This is a reply to Adam Fieled’s excellent post, in which he responds to Amy King’s challenge to define “greatness.” Her post, I have to add, was occasioned by a New York Times essay by David Orr, “The Great(ness) Game”—a laughable piece of pseudo-intellectual drivel. Orr’s essay has succeeded, however, in spurring all sorts of commentary among poetry bloggers. It just happens that Fieled’s and King’s got my head buzzing like a late spring hive. So, by addressing Adam here, I’m also addressing Amy and David Orr and anybody else who’s been pondering the issue of poetic greatness. It’s important, of course, to read Adam’s and Amy’s posts first, or my comments will make less sense than I think they do!
Adam, so much of what you say is true, but in the end I think there’s no such thing as contemporary greatness.

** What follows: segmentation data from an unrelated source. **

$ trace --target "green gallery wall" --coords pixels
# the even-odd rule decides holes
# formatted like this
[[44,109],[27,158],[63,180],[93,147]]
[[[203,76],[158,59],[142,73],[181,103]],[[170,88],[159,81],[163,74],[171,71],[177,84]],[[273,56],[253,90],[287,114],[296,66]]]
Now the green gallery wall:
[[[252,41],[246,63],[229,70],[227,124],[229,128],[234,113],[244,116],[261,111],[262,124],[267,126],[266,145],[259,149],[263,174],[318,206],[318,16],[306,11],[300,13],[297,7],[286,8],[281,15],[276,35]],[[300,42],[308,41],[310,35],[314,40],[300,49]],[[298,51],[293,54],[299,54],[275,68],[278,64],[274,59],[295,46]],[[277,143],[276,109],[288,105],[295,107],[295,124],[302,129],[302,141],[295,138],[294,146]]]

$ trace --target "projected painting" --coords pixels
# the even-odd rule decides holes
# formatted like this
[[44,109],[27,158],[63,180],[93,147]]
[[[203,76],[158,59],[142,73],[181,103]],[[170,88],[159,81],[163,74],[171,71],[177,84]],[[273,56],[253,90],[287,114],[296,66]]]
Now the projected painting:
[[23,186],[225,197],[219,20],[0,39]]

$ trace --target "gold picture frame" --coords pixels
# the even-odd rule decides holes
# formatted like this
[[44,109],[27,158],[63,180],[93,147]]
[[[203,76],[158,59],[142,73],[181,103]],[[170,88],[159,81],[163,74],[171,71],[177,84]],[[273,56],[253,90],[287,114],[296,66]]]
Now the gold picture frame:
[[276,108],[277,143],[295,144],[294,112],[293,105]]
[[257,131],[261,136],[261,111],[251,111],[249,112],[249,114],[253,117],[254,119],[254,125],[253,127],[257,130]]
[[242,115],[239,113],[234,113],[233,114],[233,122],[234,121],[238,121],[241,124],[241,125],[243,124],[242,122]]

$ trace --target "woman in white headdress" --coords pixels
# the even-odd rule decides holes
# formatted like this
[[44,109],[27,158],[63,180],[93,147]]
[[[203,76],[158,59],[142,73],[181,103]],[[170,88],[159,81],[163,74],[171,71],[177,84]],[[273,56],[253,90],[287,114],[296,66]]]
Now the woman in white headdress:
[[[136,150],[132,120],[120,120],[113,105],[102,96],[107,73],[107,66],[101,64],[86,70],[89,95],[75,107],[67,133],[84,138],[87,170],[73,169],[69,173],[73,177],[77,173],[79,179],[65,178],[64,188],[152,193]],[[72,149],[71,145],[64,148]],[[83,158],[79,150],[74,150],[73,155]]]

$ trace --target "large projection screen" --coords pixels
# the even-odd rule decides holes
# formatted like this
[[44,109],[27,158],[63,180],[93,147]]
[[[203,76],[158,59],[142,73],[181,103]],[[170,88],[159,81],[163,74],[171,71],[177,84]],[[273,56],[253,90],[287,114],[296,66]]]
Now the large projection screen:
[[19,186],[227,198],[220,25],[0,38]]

Greatness, I mean, is something bestowed by generations of readers—people no living (or sane living) poet can write for. Greatness is a myth in Charles Olson’s sense of the word: “What is said of what is said” [“Poetry and Truth”] Poets can’t worry about that, first because what is said by one’s contemporaries rarely aligns with the judgement of later generations, and secondly because what others say must, in the end, not be allowed to impinge upon—or divert, or pervert—a poet’s deepest expressive needs. Only by freely drawing on those impulses can any poet hope to be considered “great” someday. So you’re right, I think, to focus on the now of one’s work (it’s all we have). I would never say that poets shouldn’t be ambitious in their work, but I would argue that greatness is never “now,” and we’d all be better off not wasting our energies on the issue. For a living, working writer, it really is little more than ego indulgence.

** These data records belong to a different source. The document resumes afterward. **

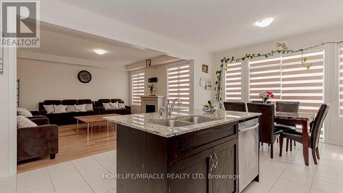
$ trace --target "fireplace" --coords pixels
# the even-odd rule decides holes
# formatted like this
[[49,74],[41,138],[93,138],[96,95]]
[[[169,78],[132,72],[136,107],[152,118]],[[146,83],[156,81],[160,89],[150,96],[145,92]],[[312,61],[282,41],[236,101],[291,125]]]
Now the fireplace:
[[155,105],[154,104],[146,104],[145,105],[145,113],[155,113]]
[[155,113],[163,106],[164,96],[141,96],[141,112]]

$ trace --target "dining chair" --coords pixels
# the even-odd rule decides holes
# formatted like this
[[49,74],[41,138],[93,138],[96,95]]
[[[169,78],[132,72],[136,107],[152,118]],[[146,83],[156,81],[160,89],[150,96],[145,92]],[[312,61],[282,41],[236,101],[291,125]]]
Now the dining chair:
[[224,102],[224,107],[226,111],[246,112],[246,105],[242,102]]
[[[309,148],[312,149],[312,157],[314,158],[314,164],[317,165],[317,158],[319,157],[319,137],[320,135],[320,130],[322,129],[322,124],[325,120],[327,113],[330,109],[330,104],[322,104],[318,110],[316,118],[313,124],[310,124],[310,135],[309,136]],[[280,152],[279,155],[282,155],[282,148],[283,138],[292,139],[298,143],[303,144],[303,133],[294,130],[285,130],[280,135]],[[305,158],[308,159],[308,158]]]
[[215,110],[220,109],[220,103],[216,100],[211,100],[208,101],[209,104],[214,104],[215,106]]
[[268,144],[270,146],[270,158],[273,158],[274,142],[282,130],[275,128],[274,117],[275,106],[272,104],[247,103],[248,111],[261,113],[259,124],[259,141]]
[[[300,102],[292,101],[276,101],[276,112],[298,113],[299,111]],[[296,130],[296,125],[285,125],[276,124],[275,126],[283,130],[289,129]],[[290,144],[289,144],[290,142]],[[289,150],[292,151],[292,140],[287,139],[286,141],[286,152],[288,151],[288,144],[289,144]],[[294,146],[296,141],[294,141]]]

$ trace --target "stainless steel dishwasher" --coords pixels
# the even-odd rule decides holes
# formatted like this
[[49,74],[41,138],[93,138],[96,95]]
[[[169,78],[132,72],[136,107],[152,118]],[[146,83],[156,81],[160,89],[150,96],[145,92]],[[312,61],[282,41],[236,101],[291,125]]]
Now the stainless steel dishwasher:
[[239,192],[259,174],[259,128],[257,118],[238,125]]

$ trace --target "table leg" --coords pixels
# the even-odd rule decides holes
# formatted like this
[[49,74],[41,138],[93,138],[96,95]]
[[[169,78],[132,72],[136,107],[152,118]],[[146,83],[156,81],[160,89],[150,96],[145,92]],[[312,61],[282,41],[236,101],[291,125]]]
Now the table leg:
[[89,135],[89,123],[87,123],[87,135]]
[[303,122],[303,155],[305,165],[309,166],[309,124],[307,121]]

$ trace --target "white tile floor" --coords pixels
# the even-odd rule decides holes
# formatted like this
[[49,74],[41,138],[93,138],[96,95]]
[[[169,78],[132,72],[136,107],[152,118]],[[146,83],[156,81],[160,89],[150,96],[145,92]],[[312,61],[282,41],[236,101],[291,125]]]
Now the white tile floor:
[[[244,193],[343,192],[343,147],[320,144],[319,164],[305,166],[301,145],[274,159],[269,148],[260,150],[260,182],[252,182]],[[310,154],[311,155],[311,154]],[[1,193],[115,193],[116,183],[102,179],[104,173],[115,172],[116,151],[0,179]]]

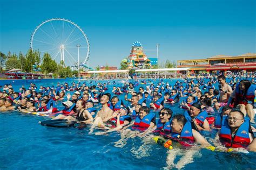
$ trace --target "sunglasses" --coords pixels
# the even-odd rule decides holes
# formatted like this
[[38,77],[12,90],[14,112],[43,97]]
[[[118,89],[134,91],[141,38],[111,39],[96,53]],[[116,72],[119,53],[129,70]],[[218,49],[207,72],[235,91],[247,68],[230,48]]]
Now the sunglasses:
[[161,115],[162,116],[164,116],[164,115],[165,114],[169,115],[168,113],[165,113],[165,112],[159,112],[158,113],[158,115],[159,115],[159,116]]
[[237,122],[238,120],[244,120],[244,119],[238,119],[237,118],[235,117],[227,117],[227,120],[231,121],[232,119],[233,119],[233,121],[234,122]]

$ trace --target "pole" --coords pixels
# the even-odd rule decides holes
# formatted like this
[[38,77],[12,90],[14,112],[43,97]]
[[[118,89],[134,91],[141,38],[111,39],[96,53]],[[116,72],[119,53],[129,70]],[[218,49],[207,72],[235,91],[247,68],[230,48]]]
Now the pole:
[[[157,69],[159,68],[159,55],[158,55],[158,48],[159,47],[159,44],[157,44]],[[158,76],[158,79],[159,78],[159,71],[157,71],[157,75]]]
[[79,60],[79,48],[80,47],[80,45],[78,44],[77,45],[77,55],[78,58],[78,82],[80,82],[80,62]]

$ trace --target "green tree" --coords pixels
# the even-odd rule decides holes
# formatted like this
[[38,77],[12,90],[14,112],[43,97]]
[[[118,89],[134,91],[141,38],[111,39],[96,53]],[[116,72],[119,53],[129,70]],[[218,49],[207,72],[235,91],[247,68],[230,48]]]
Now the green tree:
[[50,54],[48,53],[44,53],[43,62],[41,66],[42,71],[46,74],[49,73],[55,73],[57,70],[57,66],[56,62],[51,59]]
[[19,52],[19,62],[21,62],[21,69],[22,71],[23,72],[23,63],[25,62],[26,59],[21,52]]
[[72,74],[74,75],[76,77],[78,76],[78,70],[73,70],[72,72]]
[[21,61],[18,59],[18,56],[17,56],[16,54],[13,54],[10,56],[8,55],[5,66],[9,69],[18,69],[21,68]]
[[95,68],[96,69],[96,70],[98,71],[100,69],[100,67],[99,67],[99,66],[98,65],[98,66],[97,66]]
[[165,68],[175,68],[176,67],[176,63],[174,61],[171,61],[169,60],[167,60],[165,62]]
[[121,66],[120,69],[127,69],[128,68],[128,64],[127,63],[127,60],[123,60],[120,63]]
[[38,51],[33,51],[30,48],[26,54],[26,59],[24,61],[24,70],[26,72],[31,72],[33,65],[38,65],[40,63],[40,52]]
[[7,59],[7,56],[3,53],[2,52],[0,52],[0,72],[3,73],[3,70],[5,66],[5,61]]

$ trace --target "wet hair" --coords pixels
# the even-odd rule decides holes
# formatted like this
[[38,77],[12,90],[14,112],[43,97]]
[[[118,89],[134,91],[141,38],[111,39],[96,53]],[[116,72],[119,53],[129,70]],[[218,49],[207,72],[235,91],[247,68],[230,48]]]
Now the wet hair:
[[215,96],[219,95],[219,90],[218,90],[217,89],[214,90],[213,94],[214,94]]
[[230,112],[230,114],[231,114],[232,112],[239,112],[239,114],[242,116],[242,118],[244,119],[245,118],[245,115],[244,115],[244,114],[239,109],[233,109],[232,110],[231,110],[231,111]]
[[138,93],[137,94],[137,95],[138,96],[140,96],[141,97],[143,97],[143,94],[142,93]]
[[76,96],[77,96],[77,97],[78,97],[78,95],[77,94],[76,94],[76,93],[73,94],[72,95],[72,96],[73,96],[73,95],[75,95]]
[[197,108],[197,109],[199,109],[200,110],[201,110],[201,106],[198,103],[193,103],[191,106],[192,107],[194,107],[195,108]]
[[154,96],[154,97],[158,97],[158,99],[159,99],[161,97],[161,96],[160,95],[156,95],[156,96]]
[[14,93],[14,95],[18,95],[18,96],[19,96],[19,94],[18,92],[15,92],[15,93]]
[[197,91],[197,93],[200,93],[200,94],[201,94],[201,95],[203,95],[203,92],[201,91]]
[[224,75],[220,75],[218,76],[218,80],[221,79],[223,80],[226,80],[226,77]]
[[240,84],[243,84],[245,86],[246,91],[247,91],[248,89],[249,89],[249,87],[251,86],[251,84],[252,84],[251,81],[247,79],[244,79],[241,80],[239,83]]
[[223,107],[221,110],[221,116],[223,115],[225,111],[227,111],[227,110],[232,110],[233,108],[230,107],[229,105],[225,105]]
[[205,93],[204,93],[204,95],[205,95],[206,94],[209,94],[209,92],[208,91],[205,91]]
[[6,100],[5,98],[0,98],[0,100],[3,100],[3,101],[4,102],[5,102],[5,101],[6,101]]
[[209,97],[205,97],[204,99],[204,103],[205,103],[207,105],[210,107],[212,105],[212,100]]
[[137,105],[140,105],[141,107],[142,107],[142,104],[140,103],[138,103],[137,104],[135,105],[135,107],[136,107]]
[[171,110],[171,109],[169,109],[169,108],[163,108],[161,109],[161,110],[160,110],[160,112],[162,111],[167,111],[167,112],[168,113],[168,115],[171,115],[171,117],[172,117],[172,114],[173,114],[173,111],[172,110]]
[[232,86],[232,90],[234,90],[234,87],[235,86],[237,85],[237,83],[234,83],[233,84],[233,86]]
[[43,97],[43,98],[45,98],[46,100],[49,100],[50,98],[50,97],[49,95],[45,95],[44,97]]
[[107,97],[109,97],[109,100],[110,100],[110,98],[111,98],[111,95],[110,94],[109,94],[109,93],[105,93],[103,95],[106,95],[107,96]]
[[119,99],[118,97],[117,97],[117,96],[113,96],[113,97],[112,97],[112,98],[111,98],[111,101],[112,101],[112,100],[115,99],[115,98],[117,98],[117,101],[119,101]]
[[191,97],[192,100],[194,101],[194,97],[192,95],[189,95],[188,96],[187,96],[187,97],[188,98],[188,97]]
[[173,116],[172,119],[176,119],[178,122],[181,123],[183,125],[184,125],[186,124],[186,122],[187,122],[186,118],[183,115],[176,115]]
[[139,96],[138,96],[137,95],[132,95],[132,98],[133,97],[136,97],[136,98],[137,98],[138,100],[139,100]]
[[12,102],[11,100],[7,100],[6,101],[10,103],[11,105],[12,105],[12,104],[14,103],[14,102]]
[[49,101],[50,101],[50,100],[47,100],[47,99],[45,99],[45,98],[43,98],[42,100],[41,100],[41,102],[43,102],[43,103],[44,103],[45,104],[47,104],[48,103]]
[[142,107],[139,108],[139,112],[140,112],[142,111],[144,111],[146,112],[147,114],[148,114],[150,112],[150,110],[148,107],[146,106],[143,106]]
[[86,105],[86,102],[85,102],[85,101],[84,101],[82,99],[79,99],[77,101],[77,103],[78,102],[82,102],[82,105],[83,105],[83,107],[84,108],[85,108],[85,106]]
[[34,106],[34,104],[35,104],[35,101],[32,101],[32,100],[29,100],[28,102],[30,102],[30,103],[31,103],[32,104],[33,104],[33,106]]
[[28,91],[29,91],[30,94],[32,94],[32,90],[28,90]]
[[92,104],[92,107],[94,107],[94,103],[93,103],[93,102],[87,102],[87,103],[90,103]]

I also believe that your focus on “now” leads you astray a bit when it comes to what a “great” poet might look like today. “The ‘great poet’ I envision for our moment carries a knife, rather than a notebook; lives on cheap food and in a Spartan way; is compelled by an instinct to survive, rather than enjoy; wants catharsis more than praxis (though both are important); is ready to tell the absolute, bare-bones truth at the drop of a hat; accepts contradictions but not without pain; is not a ‘joiner’; and believes in giving love and compassion to those who deserve it.” That problem is that all of this—except the bit about telling the truth, whatever (exactly) “the truth” might be—has nothing to do with the work itself, which after all is what determines “greatness.” Personal morality and lifestyle are irrelevant, I mean. Fools, psychotics, manipulative climbers, drug abusers, philanderers, even outright criminals have created great art—not to mention the vast majority who simply exhibited the more modest human failings common to us all. I do believe that great art springs from “the better angels of our nature” (however one wishes to characterize such Elementals), but these “angels” operate in both the best and the worst among us. What I’m trying to say is that Rimbaud’s slave trading, for example, even if it happened as Enid Starkie claims, doesn’t make A Season in Hell and lluminations bad books; it does, however, make their revolutionary beauty an even greater mystery.

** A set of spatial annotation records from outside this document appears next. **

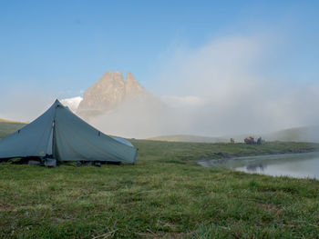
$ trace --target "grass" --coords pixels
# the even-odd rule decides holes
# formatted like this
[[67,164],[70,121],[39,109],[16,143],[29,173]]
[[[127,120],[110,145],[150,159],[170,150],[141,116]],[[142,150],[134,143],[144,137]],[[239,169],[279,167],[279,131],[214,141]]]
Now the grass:
[[319,182],[203,168],[229,154],[315,144],[133,141],[136,165],[0,164],[3,238],[317,238]]

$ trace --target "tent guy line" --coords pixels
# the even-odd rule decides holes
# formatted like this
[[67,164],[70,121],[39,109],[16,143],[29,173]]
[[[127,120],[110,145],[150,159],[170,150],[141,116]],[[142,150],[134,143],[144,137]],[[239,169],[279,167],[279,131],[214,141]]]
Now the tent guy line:
[[0,161],[39,157],[134,164],[137,152],[129,141],[101,133],[58,100],[35,121],[0,140]]

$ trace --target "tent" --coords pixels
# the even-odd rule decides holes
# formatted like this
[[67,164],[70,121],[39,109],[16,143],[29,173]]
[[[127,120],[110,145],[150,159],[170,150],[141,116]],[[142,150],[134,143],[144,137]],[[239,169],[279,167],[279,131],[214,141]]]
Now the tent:
[[58,161],[137,161],[129,141],[95,129],[57,100],[35,121],[0,140],[0,159],[51,157]]

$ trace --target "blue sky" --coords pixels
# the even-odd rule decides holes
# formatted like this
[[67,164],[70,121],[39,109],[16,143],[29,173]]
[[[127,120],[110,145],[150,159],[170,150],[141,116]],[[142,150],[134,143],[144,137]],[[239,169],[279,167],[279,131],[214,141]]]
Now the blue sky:
[[1,1],[0,94],[49,88],[71,97],[106,70],[154,94],[177,49],[272,35],[267,77],[318,81],[318,1]]

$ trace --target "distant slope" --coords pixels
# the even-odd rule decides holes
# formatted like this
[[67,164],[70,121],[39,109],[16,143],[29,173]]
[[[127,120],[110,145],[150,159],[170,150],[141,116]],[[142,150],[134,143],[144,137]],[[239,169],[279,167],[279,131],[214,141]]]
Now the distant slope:
[[294,127],[270,134],[247,134],[241,135],[227,135],[221,137],[207,137],[189,134],[162,135],[148,138],[149,140],[169,141],[169,142],[197,142],[197,143],[228,143],[230,138],[235,139],[235,142],[243,142],[243,139],[249,135],[256,137],[262,136],[266,141],[284,141],[284,142],[310,142],[319,143],[319,125],[307,127]]
[[0,119],[0,138],[4,138],[12,133],[21,129],[26,123]]
[[319,125],[284,129],[263,135],[268,141],[319,142]]
[[169,142],[197,142],[197,143],[220,143],[228,142],[229,140],[222,137],[207,137],[190,134],[175,134],[175,135],[161,135],[157,137],[148,138],[149,140],[169,141]]

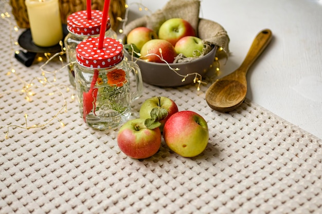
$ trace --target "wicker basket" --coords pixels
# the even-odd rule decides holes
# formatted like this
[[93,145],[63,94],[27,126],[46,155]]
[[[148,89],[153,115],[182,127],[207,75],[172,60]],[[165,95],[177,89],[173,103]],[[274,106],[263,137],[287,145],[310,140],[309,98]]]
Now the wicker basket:
[[[68,15],[80,10],[86,10],[86,0],[59,0],[62,22],[66,24]],[[10,0],[12,7],[12,14],[19,27],[29,27],[27,8],[25,0]],[[113,30],[117,29],[119,21],[118,17],[122,17],[125,13],[126,0],[111,0],[109,15],[111,24]],[[92,0],[93,10],[103,10],[104,0]]]

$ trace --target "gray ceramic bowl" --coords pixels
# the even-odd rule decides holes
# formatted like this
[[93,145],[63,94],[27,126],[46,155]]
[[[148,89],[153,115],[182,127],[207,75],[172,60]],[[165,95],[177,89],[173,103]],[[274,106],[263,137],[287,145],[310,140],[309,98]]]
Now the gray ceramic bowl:
[[[198,73],[203,77],[212,64],[217,50],[215,46],[209,53],[198,59],[189,62],[169,65],[173,69],[179,68],[180,70],[177,72],[181,75]],[[132,60],[132,56],[129,52],[125,49],[124,52],[128,60]],[[180,86],[192,83],[195,77],[195,75],[189,75],[184,82],[182,82],[184,77],[175,73],[165,63],[146,62],[135,57],[133,57],[133,61],[136,62],[140,67],[143,81],[151,85],[163,87]]]

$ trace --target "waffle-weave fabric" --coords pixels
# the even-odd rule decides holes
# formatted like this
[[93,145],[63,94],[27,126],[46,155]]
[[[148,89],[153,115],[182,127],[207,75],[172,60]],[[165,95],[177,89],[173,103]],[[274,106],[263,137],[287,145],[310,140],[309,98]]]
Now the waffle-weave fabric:
[[[0,22],[5,33],[0,40],[1,213],[322,212],[320,139],[248,100],[229,113],[211,110],[205,100],[210,83],[199,91],[193,84],[145,84],[132,105],[133,118],[147,99],[168,96],[180,110],[205,118],[209,140],[194,158],[176,154],[163,140],[153,157],[132,159],[117,146],[117,128],[96,131],[84,123],[70,99],[67,69],[46,73],[44,83],[42,63],[26,67],[15,60],[8,25]],[[45,68],[61,66],[53,60]],[[22,90],[32,81],[28,102]],[[39,124],[46,125],[32,127]]]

Finally, some thoughts on David Orr’s essay, which started all this. Orr makes much of a spurious “greatness contest” between Bishop and Lowell, essentially claiming that the result of this contest is a settled thing, just because Bishop is currently more influential than Lowell among MFA students. My guess is that Lowell will be rediscovered, reinterpreted, and reinterred many times; the same is true of Bishop. Whether either one—or Ashbery, for that matter, even with his recent canonization by the Library of America—will ultimately be considered “great” I have no way of knowing. I do know that for me, as a writer an a reader, Lowell is the most important of these three, and no amount of aesthetic politicking will change that. The sainted Emily Dickinson talked about a good poem taking the top of her head off, but people routinely fail to quote her entire thought on the subject. In a letter to Thomas Wentworth Higginson, she wrote: “If I read a book and it makes my whole body so cold no fire can ever warm me, I know that is poetry. If I feel physically as if the top of my head were taken off, I know that is poetry. These are the only ways I know it. Is there any other way?” She clearly means that “poetry” has a transcendent value, though she doesn’t make distinctions like “great” or “excellent”; for Emily poetry is something thrilling, exalting, revelatory—and subjective. I’ve experienced what Emily describes while reading poets considered mediocre, and other poets considered “great” have left me unmoved. Am I wrong? Are the poets wrong? Are the generations of canonizers wrong? These questions simply don’t matter. What old Henry James said about writers in “The Middle Years” is true of readers as well: “We work in the dark — we do what we can — we give what we have. Our doubt is our passion and our passion is our task. The rest is the madness of art.” Well, “madness” is over the top for our ironic age. Let’s call it “commitment,” then call it a day.
Looking back over all the pixels spilled here, I wonder at the ability of us poets to tap massive energies for everything but our most important work!